Two recent deaths raise more questions about the high rate of suicide among investment bankers, which is 1.5 times the national average.
NEW YORK CITY — Thomas J. Hughes died of an apparent suicide last week after falling 200 feet from a Manhattan building. The deaths of Hughes and other young financial services workers are bringing renewed attention to the mortal dangers of the Wall Street world.
Hughes, a 29-year-old, who worked for the investment bank Moelis & Company, fell 24 stories to his death. His body was discovered on the morning of May 28. His father, John Hughes, told the Daily Mail that his son had been under a lot of stress.
“His work did not leave much time for enjoyment but that’s the nature of the assignment that he chose. … at a time when he was under stress he probably resorted to illegal drugs, causing this incredibly poor judgement, is probably the best I can say,” John Hughes told the Mail.
Police reportedly found cocaine at Hughes’s apartment after his death. The finance industry has a reputation for hard partying and high levels of drug use — a myth author Kevin Roose examined in his book “Young Money.”
“The stereotype is that they’re all on cocaine all the time. But actually, the most common drug I heard about people using was Adderall. These people are not taking drugs to go out and party; they’re taking drugs so that they can stay up longer and work more,” Roose told PBS Newshour last year.
Hughes’s death was the latest in a series of deaths of Wall Street workers dating back to at least 2014. The New York Times reports that Sarvshreshth Gupta, a 22-year-old Goldman Sachs investment analyst, was found dead outside his San Francisco apartment building on April 16 after he apparently jumped from the roof. Like Hughes, Gupta was under high stress — in a phone call just before his death, Gupta had told his father, Sunil, that he had not slept in two days and was feeling overwhelmed by his work load. Analysts such as Gupta often work 80 to 100 hours a week.

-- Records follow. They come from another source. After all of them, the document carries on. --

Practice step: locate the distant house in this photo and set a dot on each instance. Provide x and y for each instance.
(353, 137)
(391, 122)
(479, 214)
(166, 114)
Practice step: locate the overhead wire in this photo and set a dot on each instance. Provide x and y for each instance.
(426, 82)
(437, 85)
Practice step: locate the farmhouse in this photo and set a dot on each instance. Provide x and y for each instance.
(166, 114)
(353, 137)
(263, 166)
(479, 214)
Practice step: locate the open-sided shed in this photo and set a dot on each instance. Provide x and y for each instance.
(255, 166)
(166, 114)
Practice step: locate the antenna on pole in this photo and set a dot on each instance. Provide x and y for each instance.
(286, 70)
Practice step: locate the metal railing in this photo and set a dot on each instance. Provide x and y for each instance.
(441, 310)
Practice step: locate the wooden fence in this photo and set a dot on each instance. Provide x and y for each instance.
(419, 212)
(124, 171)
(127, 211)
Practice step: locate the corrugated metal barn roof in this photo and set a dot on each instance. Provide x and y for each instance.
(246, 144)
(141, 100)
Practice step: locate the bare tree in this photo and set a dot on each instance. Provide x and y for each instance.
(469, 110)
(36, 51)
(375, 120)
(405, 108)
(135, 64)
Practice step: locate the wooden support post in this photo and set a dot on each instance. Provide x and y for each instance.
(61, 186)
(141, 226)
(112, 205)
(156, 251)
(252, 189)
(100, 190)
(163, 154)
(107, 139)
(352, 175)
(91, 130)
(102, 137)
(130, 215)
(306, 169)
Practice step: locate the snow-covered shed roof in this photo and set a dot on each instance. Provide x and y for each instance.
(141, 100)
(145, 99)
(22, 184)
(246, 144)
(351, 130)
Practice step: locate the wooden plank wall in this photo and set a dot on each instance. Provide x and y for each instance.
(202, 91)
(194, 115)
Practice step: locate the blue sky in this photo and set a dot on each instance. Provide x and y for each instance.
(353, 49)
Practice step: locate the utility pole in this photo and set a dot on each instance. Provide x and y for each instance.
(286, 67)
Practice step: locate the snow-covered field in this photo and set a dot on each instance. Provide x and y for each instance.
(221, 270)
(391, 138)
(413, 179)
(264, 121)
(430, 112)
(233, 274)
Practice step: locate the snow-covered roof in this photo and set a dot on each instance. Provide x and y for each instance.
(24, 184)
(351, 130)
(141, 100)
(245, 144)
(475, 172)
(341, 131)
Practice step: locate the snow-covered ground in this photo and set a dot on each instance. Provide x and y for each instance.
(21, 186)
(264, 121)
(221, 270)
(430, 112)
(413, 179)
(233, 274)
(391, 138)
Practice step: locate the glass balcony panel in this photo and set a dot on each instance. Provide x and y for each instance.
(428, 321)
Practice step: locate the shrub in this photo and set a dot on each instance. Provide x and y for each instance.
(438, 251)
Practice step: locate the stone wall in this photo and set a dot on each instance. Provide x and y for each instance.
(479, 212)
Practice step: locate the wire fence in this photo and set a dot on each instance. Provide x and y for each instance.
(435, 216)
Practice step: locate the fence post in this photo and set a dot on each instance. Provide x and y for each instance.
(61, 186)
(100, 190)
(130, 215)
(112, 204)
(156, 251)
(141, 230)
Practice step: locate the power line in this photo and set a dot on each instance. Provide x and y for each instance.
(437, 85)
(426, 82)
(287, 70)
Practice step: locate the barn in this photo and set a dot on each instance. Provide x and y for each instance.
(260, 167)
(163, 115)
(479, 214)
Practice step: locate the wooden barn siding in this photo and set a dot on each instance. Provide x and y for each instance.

According to the National Occupational Mortality Surveillance, financial services workers are 1.5 times more likely to die by suicide than the national average, although suicide rates are even higher among veterinarians and some medical professionals.
The suicides seem to be more than coincidental, according to the Times:
“Last February, Fortune ran an article titled: ‘Is there a suicide contagion on Wall Street?’ Studies have suggested that financial service employees are at higher risk than those in many other industries.
… It is possible that the finance industry attracts more people with depression, just as it is possible that the pressure-cooker work environment overwhelms some people who have been high achievers their entire lives. It could be a tragic combination of multiple factors. Wall Street has always thrived, in part, on its eat-or-be-eaten culture. Would curbing its competitive nature cut into its success?”
Linette Lopez, writing last year for Business Insider, speculated that the male-dominated, macho culture of Wall Street contributes to the suicide rate:
“’The personality of the alpha male makes getting help hard, and Wall Street management is still struggling to get a comfort level on confronting employees who need help,’ said one veteran trader.
The alpha male on Wall Street can work all day and party all night while still hauling in massive cash for his firm. Sometimes, they self-treat their stress with drugs and alcohol, or they blow their money on expensive whims.
‘Maybe the culture is finally breaking at the seams,’ said one young hedge fund analyst.”
Many Wall Street firms have previously made token attempts to address workplace stresses, especially after the highly publicized death of a 21-year-old Merrill Lynch intern in the summer of 2013. But even some of those changes have backfired.
“Perversely, young analysts now say that having Saturdays off has often added to their stress because late nights on Sundays have become the norm,” reported Andrew Ross Sorkin in the Times.